In the above code, replace [your-domain] with your actual domain name [without www].

5.- Allow/Deny certain IP addresses:

order allow,deny
deny from 123.45.6.7
deny from 012.34.5.
allow from all

SK

[skymx]

Nabeel, on 12 July 2010 - 10:20 AM, said:

Let me know how that htaccess goes to block downloading of .tpl files (if someone just goes straight to the file). I will write an announcement out on how to secure it and all that

I tryied the .htacces file, and lock up everything! hehe
so I am going back to my old methods.

I gained access to the remote server via FTP, to be able to remove the file.
so, you have to be very carefull when using this file.

Thanks!

[mark1million]

OK so i came across this and cringed quite badly..... You can go direct to a file .tpl and download it. bad bad bad.

Solution in the root of your site add the below to your .htaccess file.

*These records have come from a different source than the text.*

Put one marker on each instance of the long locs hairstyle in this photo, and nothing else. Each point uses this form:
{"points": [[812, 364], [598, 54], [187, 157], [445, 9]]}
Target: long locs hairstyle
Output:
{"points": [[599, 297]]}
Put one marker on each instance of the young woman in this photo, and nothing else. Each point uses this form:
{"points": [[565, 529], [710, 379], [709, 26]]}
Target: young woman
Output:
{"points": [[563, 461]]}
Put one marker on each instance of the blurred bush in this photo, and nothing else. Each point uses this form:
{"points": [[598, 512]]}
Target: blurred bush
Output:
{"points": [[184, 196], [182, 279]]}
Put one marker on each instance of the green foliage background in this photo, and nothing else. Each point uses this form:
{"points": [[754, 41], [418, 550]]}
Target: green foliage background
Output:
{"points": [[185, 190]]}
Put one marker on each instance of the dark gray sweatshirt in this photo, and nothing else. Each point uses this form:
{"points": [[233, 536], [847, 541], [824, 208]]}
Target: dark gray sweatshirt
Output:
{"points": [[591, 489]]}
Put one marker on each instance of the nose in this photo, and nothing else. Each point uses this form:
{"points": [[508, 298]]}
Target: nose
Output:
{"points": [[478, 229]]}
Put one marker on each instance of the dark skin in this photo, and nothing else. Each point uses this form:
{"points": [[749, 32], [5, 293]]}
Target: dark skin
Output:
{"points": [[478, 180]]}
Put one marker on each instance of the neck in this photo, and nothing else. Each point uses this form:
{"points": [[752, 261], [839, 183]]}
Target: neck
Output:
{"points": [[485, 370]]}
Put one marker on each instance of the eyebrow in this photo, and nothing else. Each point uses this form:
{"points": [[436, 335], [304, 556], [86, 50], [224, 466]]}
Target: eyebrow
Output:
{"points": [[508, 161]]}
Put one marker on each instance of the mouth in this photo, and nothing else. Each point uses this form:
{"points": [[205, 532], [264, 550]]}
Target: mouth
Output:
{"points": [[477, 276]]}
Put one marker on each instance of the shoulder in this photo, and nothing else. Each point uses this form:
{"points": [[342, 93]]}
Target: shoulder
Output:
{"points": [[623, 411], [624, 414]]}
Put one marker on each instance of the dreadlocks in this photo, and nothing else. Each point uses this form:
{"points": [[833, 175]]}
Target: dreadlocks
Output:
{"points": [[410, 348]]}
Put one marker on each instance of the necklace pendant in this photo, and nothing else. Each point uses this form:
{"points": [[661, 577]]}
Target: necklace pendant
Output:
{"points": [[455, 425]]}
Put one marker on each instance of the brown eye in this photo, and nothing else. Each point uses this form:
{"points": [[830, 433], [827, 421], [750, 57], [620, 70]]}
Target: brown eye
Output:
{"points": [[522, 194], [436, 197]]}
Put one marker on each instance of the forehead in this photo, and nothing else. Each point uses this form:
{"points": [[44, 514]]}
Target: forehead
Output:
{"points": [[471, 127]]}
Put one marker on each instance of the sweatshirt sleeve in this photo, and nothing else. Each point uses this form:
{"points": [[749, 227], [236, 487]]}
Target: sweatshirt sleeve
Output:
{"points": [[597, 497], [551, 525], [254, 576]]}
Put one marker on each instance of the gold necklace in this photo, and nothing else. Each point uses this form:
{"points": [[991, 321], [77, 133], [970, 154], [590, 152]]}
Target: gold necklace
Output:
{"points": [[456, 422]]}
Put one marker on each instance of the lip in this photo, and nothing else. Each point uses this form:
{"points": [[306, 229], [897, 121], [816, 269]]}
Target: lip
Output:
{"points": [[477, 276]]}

<FilesMatch "\.(htaccess|htpasswd|ini|phps|fla|psd|log|sh|tpl)$">
 Order Allow,Deny
 Deny from all
</FilesMatch>

As you can see this will produce access denied for the following extensions in brackets ()

[Nabeel]

Mark, is that working?

[lorathon]

Yes it works. Thanks Mark.

[mark1million]

Hi Nabeel yes this blocks access, i must admit my blood ran cold there, wow thinking its as easy as that to go direct to a tpl and you have the file.

I would urge all to implement this asap.

It would take less than 2 minutes and save a lot of heartache,

[Nabeel]

Do you have rules to block directory browsing as well? I'm writing up a quick article and I'll post an announcement as well.
Thanks!

[mark1million]

This is it,

# disable directory browsing
Options All -Indexes

[CPC900]

Ok, I added this to my .htaccess file:


<FilesMatch "\.(htaccess|htpasswd|ini|phps|fla|psd|log|sh|tpl)$">
Order Allow,Deny
Deny from all
</FilesMatch>

# disable directory browsing
Options All -Indexes


Why do some directories show just a blank white screen, while others say "forbidden"?

[mark1million]

CPC900, on 13 July 2010 - 09:26 PM, said:

Ok, I added this to my .htaccess file:


<FilesMatch "\.(htaccess|htpasswd|ini|phps|fla|psd|log|sh|tpl)$">
Order Allow,Deny
Deny from all
</FilesMatch>

# disable directory browsing
Options All -Indexes


Why do some directories show just a blank white screen, while others say "forbidden"?

Hi that could be to do with your server setup.

[Nabeel]

I've also implemented this on the server-level for fivedev.